Dimanche 12 juin, les indignés prennent (provisoirement) congé de Sol pour mieux investir les quartiers de Madrid. Comme le disent les manifestants : « Le campement s’arrête, mais le mouvement continue ». Au milieu de cette grande fête, de ce grand échange d’idées qu’aura été la République de Sol se posent tout de même quelques questions : quid de la suite à donner au mouvement ? Quelle forme doit-il adopter ? Et surtout : « Les politiques tendront-ils bientôt l’oreille aux demandes des indignés ? » Ce jour-là, je pose la question à Miguel, un jeune dessinateur de 27 ans qui ne semble guère se faire d’illusions : « Pour le moment, c’est inutile d’aller vers les politiques avec nos demandes, ils ne seront prêts à nous écouter que quand nous serons suffisamment nombreux pour exercer une vraie pression. En attendant, nous continuons, sans nous préoccuper d’eux. Arrivera un moment où ce sont eux qui se préoccuperont de nous ».
Lundi 13 juin, Miguel ne croyait pas si bien dire.

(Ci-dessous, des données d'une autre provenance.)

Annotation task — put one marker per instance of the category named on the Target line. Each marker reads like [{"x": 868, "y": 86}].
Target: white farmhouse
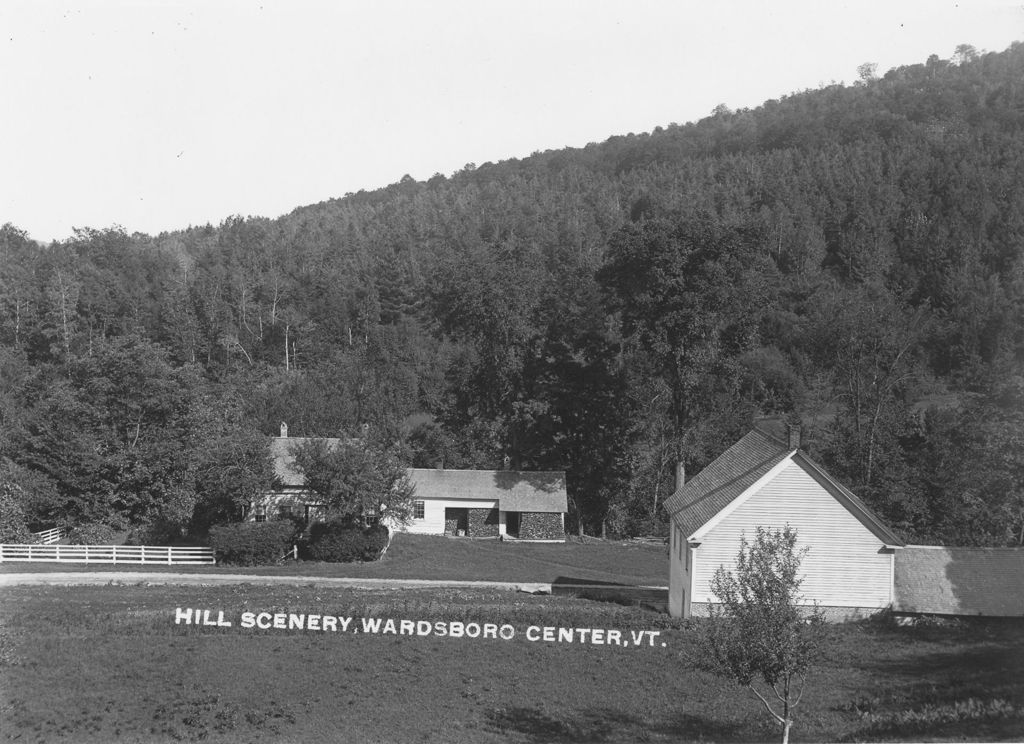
[{"x": 763, "y": 481}]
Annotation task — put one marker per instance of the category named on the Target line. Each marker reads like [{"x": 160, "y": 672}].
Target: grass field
[
  {"x": 442, "y": 558},
  {"x": 109, "y": 663}
]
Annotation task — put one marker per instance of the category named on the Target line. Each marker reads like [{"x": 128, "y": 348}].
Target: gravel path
[{"x": 137, "y": 577}]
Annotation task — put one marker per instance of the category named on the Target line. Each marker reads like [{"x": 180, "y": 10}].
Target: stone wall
[
  {"x": 455, "y": 520},
  {"x": 482, "y": 523},
  {"x": 832, "y": 614},
  {"x": 541, "y": 526}
]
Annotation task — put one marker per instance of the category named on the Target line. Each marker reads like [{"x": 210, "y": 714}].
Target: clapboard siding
[
  {"x": 845, "y": 566},
  {"x": 433, "y": 514}
]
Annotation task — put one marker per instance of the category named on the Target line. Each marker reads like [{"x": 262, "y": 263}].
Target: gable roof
[
  {"x": 514, "y": 490},
  {"x": 724, "y": 479},
  {"x": 733, "y": 473}
]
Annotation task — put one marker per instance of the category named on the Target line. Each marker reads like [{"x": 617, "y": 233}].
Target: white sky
[{"x": 159, "y": 115}]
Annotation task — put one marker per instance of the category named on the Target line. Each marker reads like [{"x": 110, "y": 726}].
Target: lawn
[
  {"x": 443, "y": 558},
  {"x": 109, "y": 663}
]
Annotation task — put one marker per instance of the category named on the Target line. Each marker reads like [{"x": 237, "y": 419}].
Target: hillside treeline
[{"x": 848, "y": 259}]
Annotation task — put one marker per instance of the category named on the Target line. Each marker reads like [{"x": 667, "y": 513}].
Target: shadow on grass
[
  {"x": 970, "y": 688},
  {"x": 609, "y": 726},
  {"x": 651, "y": 599}
]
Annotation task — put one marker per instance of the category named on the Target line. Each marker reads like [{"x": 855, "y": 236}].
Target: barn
[
  {"x": 507, "y": 504},
  {"x": 767, "y": 481}
]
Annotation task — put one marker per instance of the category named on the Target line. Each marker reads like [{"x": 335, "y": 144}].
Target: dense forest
[{"x": 847, "y": 258}]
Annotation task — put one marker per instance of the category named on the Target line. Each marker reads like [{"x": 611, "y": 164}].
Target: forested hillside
[{"x": 848, "y": 258}]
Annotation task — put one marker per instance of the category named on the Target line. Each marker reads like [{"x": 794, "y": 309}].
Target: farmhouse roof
[
  {"x": 514, "y": 490},
  {"x": 960, "y": 580},
  {"x": 283, "y": 451},
  {"x": 731, "y": 475}
]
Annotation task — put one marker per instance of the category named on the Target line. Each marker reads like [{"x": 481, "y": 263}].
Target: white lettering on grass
[{"x": 423, "y": 628}]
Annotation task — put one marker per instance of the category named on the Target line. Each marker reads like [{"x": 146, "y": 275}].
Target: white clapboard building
[{"x": 765, "y": 481}]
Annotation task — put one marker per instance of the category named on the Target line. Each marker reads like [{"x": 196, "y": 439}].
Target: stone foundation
[
  {"x": 482, "y": 523},
  {"x": 541, "y": 526},
  {"x": 832, "y": 614}
]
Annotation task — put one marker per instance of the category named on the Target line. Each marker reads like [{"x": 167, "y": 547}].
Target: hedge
[
  {"x": 252, "y": 543},
  {"x": 345, "y": 542}
]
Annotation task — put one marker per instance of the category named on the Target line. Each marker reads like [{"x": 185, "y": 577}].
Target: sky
[{"x": 156, "y": 116}]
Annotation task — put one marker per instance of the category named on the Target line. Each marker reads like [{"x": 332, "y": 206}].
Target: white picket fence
[
  {"x": 109, "y": 554},
  {"x": 49, "y": 536}
]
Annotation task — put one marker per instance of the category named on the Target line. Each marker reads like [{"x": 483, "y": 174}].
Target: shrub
[
  {"x": 345, "y": 542},
  {"x": 12, "y": 527},
  {"x": 252, "y": 543},
  {"x": 92, "y": 534}
]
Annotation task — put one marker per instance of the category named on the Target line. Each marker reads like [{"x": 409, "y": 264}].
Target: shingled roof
[
  {"x": 960, "y": 580},
  {"x": 724, "y": 479},
  {"x": 738, "y": 468},
  {"x": 514, "y": 490}
]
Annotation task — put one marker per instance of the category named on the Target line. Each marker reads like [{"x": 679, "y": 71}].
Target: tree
[
  {"x": 763, "y": 638},
  {"x": 356, "y": 480}
]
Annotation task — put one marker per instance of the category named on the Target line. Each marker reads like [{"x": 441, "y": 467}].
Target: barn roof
[
  {"x": 731, "y": 474},
  {"x": 514, "y": 490},
  {"x": 960, "y": 580}
]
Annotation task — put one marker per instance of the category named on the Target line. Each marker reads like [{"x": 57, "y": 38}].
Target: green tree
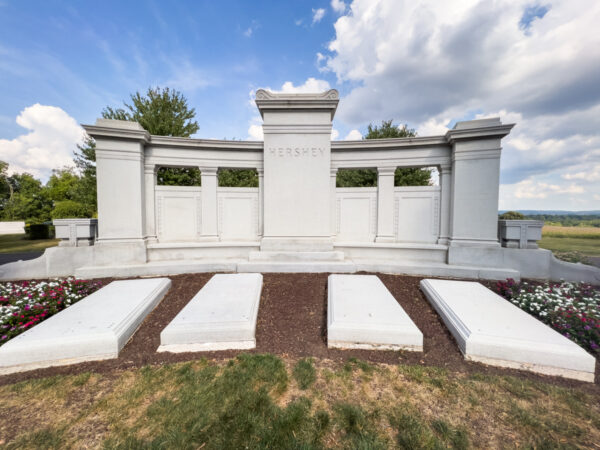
[
  {"x": 178, "y": 176},
  {"x": 238, "y": 178},
  {"x": 85, "y": 190},
  {"x": 61, "y": 184},
  {"x": 403, "y": 176},
  {"x": 30, "y": 200},
  {"x": 512, "y": 215},
  {"x": 6, "y": 189},
  {"x": 69, "y": 193},
  {"x": 163, "y": 112}
]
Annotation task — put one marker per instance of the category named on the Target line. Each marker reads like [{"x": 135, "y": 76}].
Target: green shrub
[
  {"x": 39, "y": 231},
  {"x": 512, "y": 215},
  {"x": 70, "y": 209}
]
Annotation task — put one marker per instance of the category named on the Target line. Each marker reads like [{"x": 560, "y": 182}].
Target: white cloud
[
  {"x": 430, "y": 63},
  {"x": 52, "y": 138},
  {"x": 354, "y": 135},
  {"x": 255, "y": 132},
  {"x": 318, "y": 14},
  {"x": 536, "y": 189},
  {"x": 338, "y": 6},
  {"x": 588, "y": 175},
  {"x": 311, "y": 85}
]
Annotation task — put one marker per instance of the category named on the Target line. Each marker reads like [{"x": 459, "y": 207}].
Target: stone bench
[
  {"x": 363, "y": 314},
  {"x": 221, "y": 316},
  {"x": 493, "y": 331},
  {"x": 97, "y": 327}
]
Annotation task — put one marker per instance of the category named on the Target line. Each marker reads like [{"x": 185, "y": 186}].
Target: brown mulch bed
[{"x": 292, "y": 323}]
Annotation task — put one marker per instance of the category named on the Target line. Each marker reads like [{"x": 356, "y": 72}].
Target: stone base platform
[
  {"x": 493, "y": 331},
  {"x": 221, "y": 316},
  {"x": 97, "y": 327},
  {"x": 362, "y": 313},
  {"x": 166, "y": 268}
]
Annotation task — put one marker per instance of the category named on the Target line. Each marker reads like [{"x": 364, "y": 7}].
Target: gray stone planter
[
  {"x": 76, "y": 232},
  {"x": 520, "y": 233}
]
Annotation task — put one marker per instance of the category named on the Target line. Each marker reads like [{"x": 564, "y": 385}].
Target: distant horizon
[
  {"x": 535, "y": 66},
  {"x": 592, "y": 212}
]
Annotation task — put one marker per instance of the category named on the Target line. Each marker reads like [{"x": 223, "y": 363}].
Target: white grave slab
[
  {"x": 362, "y": 313},
  {"x": 493, "y": 331},
  {"x": 97, "y": 327},
  {"x": 221, "y": 316}
]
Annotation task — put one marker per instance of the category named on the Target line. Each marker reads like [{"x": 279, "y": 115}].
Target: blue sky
[{"x": 425, "y": 63}]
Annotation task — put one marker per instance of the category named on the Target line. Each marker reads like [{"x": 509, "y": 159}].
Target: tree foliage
[
  {"x": 403, "y": 176},
  {"x": 178, "y": 176},
  {"x": 512, "y": 215},
  {"x": 162, "y": 112},
  {"x": 29, "y": 200},
  {"x": 238, "y": 178}
]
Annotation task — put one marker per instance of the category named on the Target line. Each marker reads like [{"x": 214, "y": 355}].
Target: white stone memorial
[
  {"x": 493, "y": 331},
  {"x": 97, "y": 327},
  {"x": 363, "y": 314},
  {"x": 221, "y": 316}
]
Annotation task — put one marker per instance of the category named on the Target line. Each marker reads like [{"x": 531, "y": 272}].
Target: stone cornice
[
  {"x": 207, "y": 144},
  {"x": 297, "y": 129},
  {"x": 97, "y": 131},
  {"x": 388, "y": 144},
  {"x": 270, "y": 101},
  {"x": 497, "y": 132}
]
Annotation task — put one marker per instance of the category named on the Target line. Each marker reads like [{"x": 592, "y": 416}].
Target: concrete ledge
[
  {"x": 362, "y": 313},
  {"x": 94, "y": 328},
  {"x": 156, "y": 268},
  {"x": 264, "y": 256},
  {"x": 490, "y": 329},
  {"x": 297, "y": 267},
  {"x": 221, "y": 316}
]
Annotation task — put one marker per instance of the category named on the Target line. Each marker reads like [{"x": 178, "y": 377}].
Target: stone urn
[
  {"x": 76, "y": 232},
  {"x": 520, "y": 233}
]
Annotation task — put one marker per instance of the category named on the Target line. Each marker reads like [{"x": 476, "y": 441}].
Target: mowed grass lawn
[
  {"x": 574, "y": 244},
  {"x": 262, "y": 401},
  {"x": 16, "y": 243}
]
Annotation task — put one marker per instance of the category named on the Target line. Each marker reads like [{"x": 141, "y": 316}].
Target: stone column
[
  {"x": 475, "y": 177},
  {"x": 120, "y": 180},
  {"x": 261, "y": 195},
  {"x": 445, "y": 171},
  {"x": 332, "y": 183},
  {"x": 150, "y": 184},
  {"x": 385, "y": 204},
  {"x": 210, "y": 230},
  {"x": 120, "y": 177},
  {"x": 297, "y": 159}
]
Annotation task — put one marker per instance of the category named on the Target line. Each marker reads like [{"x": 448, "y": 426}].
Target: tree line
[{"x": 71, "y": 191}]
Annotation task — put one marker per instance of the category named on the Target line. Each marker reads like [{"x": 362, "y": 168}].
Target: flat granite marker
[
  {"x": 96, "y": 327},
  {"x": 362, "y": 313},
  {"x": 221, "y": 316},
  {"x": 493, "y": 331}
]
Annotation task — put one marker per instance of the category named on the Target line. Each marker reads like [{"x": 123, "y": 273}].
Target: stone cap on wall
[
  {"x": 272, "y": 101},
  {"x": 478, "y": 129}
]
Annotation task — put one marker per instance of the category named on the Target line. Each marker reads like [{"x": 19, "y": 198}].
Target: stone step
[
  {"x": 362, "y": 313},
  {"x": 97, "y": 327},
  {"x": 491, "y": 330},
  {"x": 221, "y": 316},
  {"x": 280, "y": 256}
]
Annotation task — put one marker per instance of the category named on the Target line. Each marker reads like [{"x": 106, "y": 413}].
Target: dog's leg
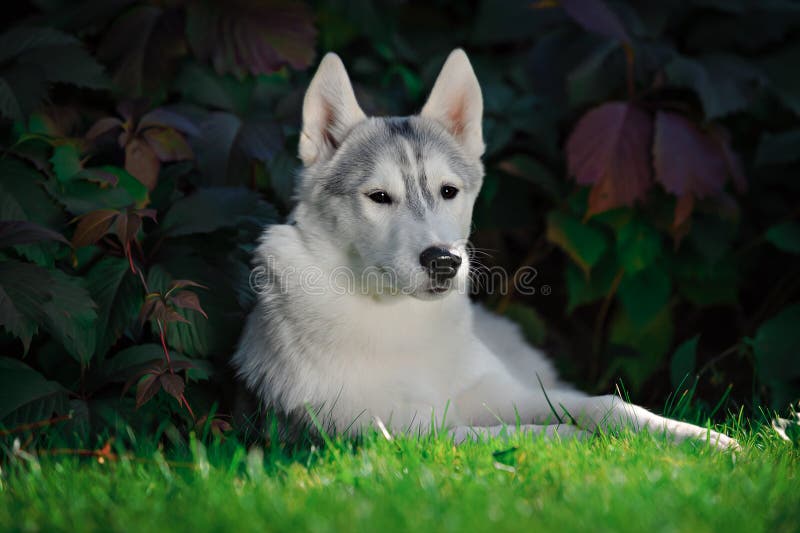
[
  {"x": 560, "y": 431},
  {"x": 611, "y": 412},
  {"x": 498, "y": 397}
]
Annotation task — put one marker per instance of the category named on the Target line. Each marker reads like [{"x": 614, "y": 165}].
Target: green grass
[{"x": 609, "y": 483}]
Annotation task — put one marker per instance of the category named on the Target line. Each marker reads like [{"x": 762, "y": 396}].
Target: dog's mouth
[{"x": 438, "y": 290}]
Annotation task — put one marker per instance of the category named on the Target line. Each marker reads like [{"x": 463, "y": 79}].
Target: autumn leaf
[
  {"x": 149, "y": 139},
  {"x": 692, "y": 164},
  {"x": 173, "y": 385},
  {"x": 142, "y": 163},
  {"x": 595, "y": 16},
  {"x": 93, "y": 226},
  {"x": 146, "y": 389},
  {"x": 242, "y": 36},
  {"x": 610, "y": 149}
]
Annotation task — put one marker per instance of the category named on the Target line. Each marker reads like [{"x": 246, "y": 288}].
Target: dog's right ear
[{"x": 330, "y": 111}]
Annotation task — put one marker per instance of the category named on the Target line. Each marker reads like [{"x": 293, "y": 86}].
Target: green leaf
[
  {"x": 66, "y": 161},
  {"x": 68, "y": 64},
  {"x": 9, "y": 105},
  {"x": 683, "y": 361},
  {"x": 50, "y": 299},
  {"x": 533, "y": 327},
  {"x": 584, "y": 289},
  {"x": 724, "y": 83},
  {"x": 775, "y": 347},
  {"x": 119, "y": 296},
  {"x": 645, "y": 294},
  {"x": 26, "y": 395},
  {"x": 652, "y": 340},
  {"x": 128, "y": 362},
  {"x": 593, "y": 80},
  {"x": 785, "y": 237},
  {"x": 81, "y": 196},
  {"x": 212, "y": 208},
  {"x": 585, "y": 244},
  {"x": 22, "y": 197},
  {"x": 638, "y": 245},
  {"x": 22, "y": 39},
  {"x": 22, "y": 289},
  {"x": 71, "y": 316},
  {"x": 229, "y": 142}
]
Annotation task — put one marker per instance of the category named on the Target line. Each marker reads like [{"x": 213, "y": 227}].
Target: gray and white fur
[{"x": 355, "y": 319}]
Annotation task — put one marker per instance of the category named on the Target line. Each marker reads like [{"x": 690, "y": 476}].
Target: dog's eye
[
  {"x": 380, "y": 197},
  {"x": 449, "y": 192}
]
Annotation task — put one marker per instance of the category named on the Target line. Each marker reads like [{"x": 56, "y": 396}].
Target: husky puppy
[{"x": 362, "y": 313}]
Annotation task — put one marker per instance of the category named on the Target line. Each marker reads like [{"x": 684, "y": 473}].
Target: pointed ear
[
  {"x": 330, "y": 110},
  {"x": 456, "y": 102}
]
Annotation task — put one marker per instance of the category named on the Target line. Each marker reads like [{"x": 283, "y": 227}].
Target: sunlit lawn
[{"x": 610, "y": 483}]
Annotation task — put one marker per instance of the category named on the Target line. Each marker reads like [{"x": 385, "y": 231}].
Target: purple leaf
[
  {"x": 168, "y": 144},
  {"x": 14, "y": 232},
  {"x": 146, "y": 389},
  {"x": 596, "y": 17},
  {"x": 188, "y": 300},
  {"x": 242, "y": 36},
  {"x": 93, "y": 226},
  {"x": 610, "y": 149},
  {"x": 687, "y": 160}
]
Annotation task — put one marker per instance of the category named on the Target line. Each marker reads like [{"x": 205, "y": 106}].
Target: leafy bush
[{"x": 642, "y": 156}]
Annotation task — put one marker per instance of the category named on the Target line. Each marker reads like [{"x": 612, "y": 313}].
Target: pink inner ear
[
  {"x": 456, "y": 117},
  {"x": 328, "y": 123}
]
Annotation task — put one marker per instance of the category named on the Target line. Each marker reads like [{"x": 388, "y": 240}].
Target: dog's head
[{"x": 397, "y": 193}]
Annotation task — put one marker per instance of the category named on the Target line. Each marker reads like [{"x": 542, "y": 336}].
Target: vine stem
[
  {"x": 601, "y": 316},
  {"x": 629, "y": 63},
  {"x": 35, "y": 425}
]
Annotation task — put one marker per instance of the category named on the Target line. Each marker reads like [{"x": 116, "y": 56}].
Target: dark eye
[
  {"x": 380, "y": 197},
  {"x": 449, "y": 192}
]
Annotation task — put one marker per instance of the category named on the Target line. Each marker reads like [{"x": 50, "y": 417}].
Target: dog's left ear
[
  {"x": 330, "y": 111},
  {"x": 456, "y": 103}
]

Avec quelques journalistes, nous avons rendez-vous avec le ministre du Travail, Valeriano Gomez. Entre autres thèmes abordés : celui du mouvement 15-M et de son impact sur les politiques. Question : ce gouvernement ne doit-il pas écouter les revendications de ces jeunes et moins jeunes, renouer enfin avec son électorat traditionnel et refermer la parenthèse néo-libérale qu’il a ouverte en mai 2010 avec des politiques d’austérité visant à contenter les marchés financiers ? Réponse du ministre du Travail : « Je voudrais d’abord commencer par une critique envers ce mouvement. Je ne comprends pas que la plateforme qui l’a lancé, « Democracia Real Ya ! » (Une vraie démocratie maintenant), puisse s’appeler comme cela. Moi qui ai grandi sous une dictature, celle de Franco, je sais ce qu’est une dictature et ce qu’est une démocratie. Eux, apparemment, ne savent pas la chance qu’ils ont de vivre en démocratie. Qu’ils demandent donc plus de droits et de participation citoyenne, ça oui, mais qu’ils ne perdent pas le sens de la mesure ». Sidérant.
La réaction du ministre du Travail démontre tout le fossé qui existe actuellement entre une bonne partie de la classe politique- en l’occurrence le gouvernement- et le mouvement citoyen 15-M. Après avoir oublié que la lettre S de son sigle renvoyait à « socialiste », voici le PSOE pris d’autisme aigu.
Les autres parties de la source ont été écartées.